Presentation of Fundamental Group for a Seifert Fibred Space I am trying to understand how to make sense of the presentation for a seifert fibred space geometrically. I understand that for each exceptional fibre (with index a/b) you get a generator with torsion for the fund grp s.t. the index corresponds to its order. And a regular fibre(which is homotopic to all of the other regular fibres) is a generator which commutes with everything. What I would like to understand is the other generators and the relations between them and how to think about it visually if possible. I am a newcomer to this subject and geometric topology in general so the more details the better. Thanks!

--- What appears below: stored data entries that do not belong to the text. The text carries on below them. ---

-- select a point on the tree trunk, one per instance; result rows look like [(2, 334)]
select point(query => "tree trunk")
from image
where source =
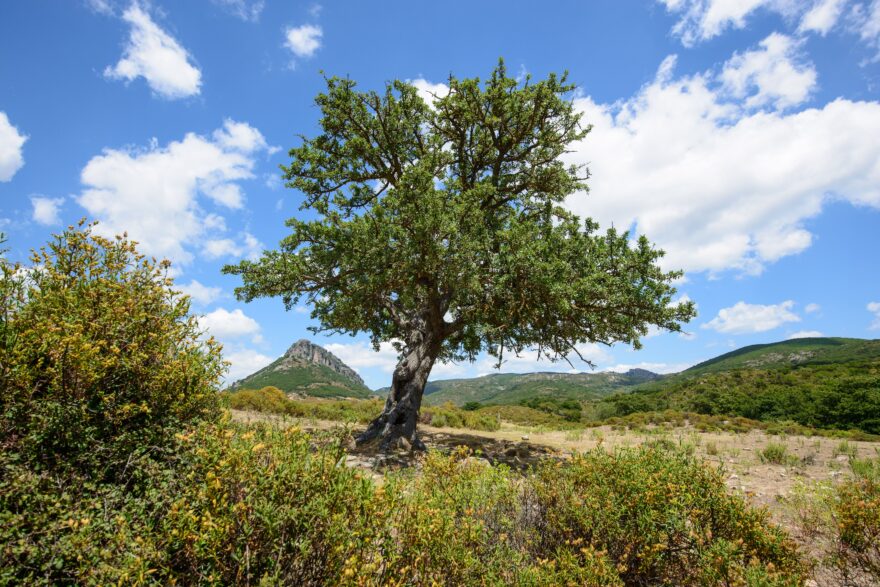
[(395, 427)]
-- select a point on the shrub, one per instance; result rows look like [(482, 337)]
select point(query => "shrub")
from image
[(100, 360), (777, 454), (661, 518), (857, 511)]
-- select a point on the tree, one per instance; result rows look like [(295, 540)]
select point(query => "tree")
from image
[(440, 228)]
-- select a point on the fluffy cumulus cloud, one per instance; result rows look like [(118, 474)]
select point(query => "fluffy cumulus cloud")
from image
[(775, 74), (360, 355), (156, 56), (822, 16), (248, 11), (46, 210), (11, 143), (874, 308), (225, 325), (200, 293), (805, 334), (243, 362), (303, 40), (700, 20), (159, 194), (720, 184), (743, 318)]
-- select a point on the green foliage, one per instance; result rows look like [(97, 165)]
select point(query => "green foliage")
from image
[(100, 360), (313, 380), (273, 400), (841, 396), (857, 512), (234, 505), (661, 518), (777, 453), (442, 227), (453, 417), (567, 409), (514, 388)]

 A: Consider (for simplicity) the case when your Seifert manifold fibers over a orientable  surface. Let $\Sigma$ be a genus $g$ orientable surface with $m$ boundary components, and $\frac{p_i}{q_i}$ for $i=1, \dots , m$ a collection of $m$ rational numbers. Let us compute the fundamental group Seifert Manifold 
$$M= \left( g ;\frac{p_i}{q_i}, \ i=1, \dots , m \right). $$   
By definition, $M$ is obtained from $\Sigma \times S^1$ (a three-manifold with $m$ torus boundary components) by Dhen filling. So the fundamental group of $M$ is a quotient of $\pi_1(\Sigma \times S^1) = \pi_1(\Sigma) \times \pi_1(S^1)$ modulo the normal closure of the subgroup $H \subset \pi_1(\Sigma) \times \mathbb{Z}$ generated by the curves of slopes $\frac{p_i}{q_i}$ killed during the Dhen filling procedure (this is because Van Kampen's theorem). Thus in order to obtain a presentation $\pi_1(M)$ we only have to take a presentation of $\pi_1(\Sigma) \times \pi_1(S^1)$ and to add the relations 
$$ \text{filling curves} =1.$$
Let's do it. A presentation of $\pi_1(\Sigma)$ is given by 
$$< a_1, b_1, \dots a_g, b_g, c_1, \dots c_m \ | \ [a_1, b_1] \dots [a_g, b_g]= c_1 \dots c_g>$$
where $c_1 \dots c_m$ are the homotopy classes for the boundary components. In order to obtain a presentation of $\pi_1(\Sigma) \times \mathbb{Z}$ we add to the presentation above one generator more $\gamma$ commuting with all the other generators 
$$< a_1, b_1, \dots a_g, b_g, c_1, \dots c_m , \gamma \ | \ [a_1, b_1] \dots [a_g, b_g]= c_1 \dots c_g, \ [\gamma, a_i]=[\gamma, b_i]=[\gamma, c_i]=1>$$
Notice that in that presentation $\gamma$ represents the homotopy class of a non-singular fiber. Finally we add the relations 
$$c_i^{p_i} \cdot \gamma^{q_i} =1 \ \ \ \ \ \  \ \ \ \  \ \ \ \ \ \ i=1, \dots ,m$$
coming from the Dhen filling operation, and the presentation is done.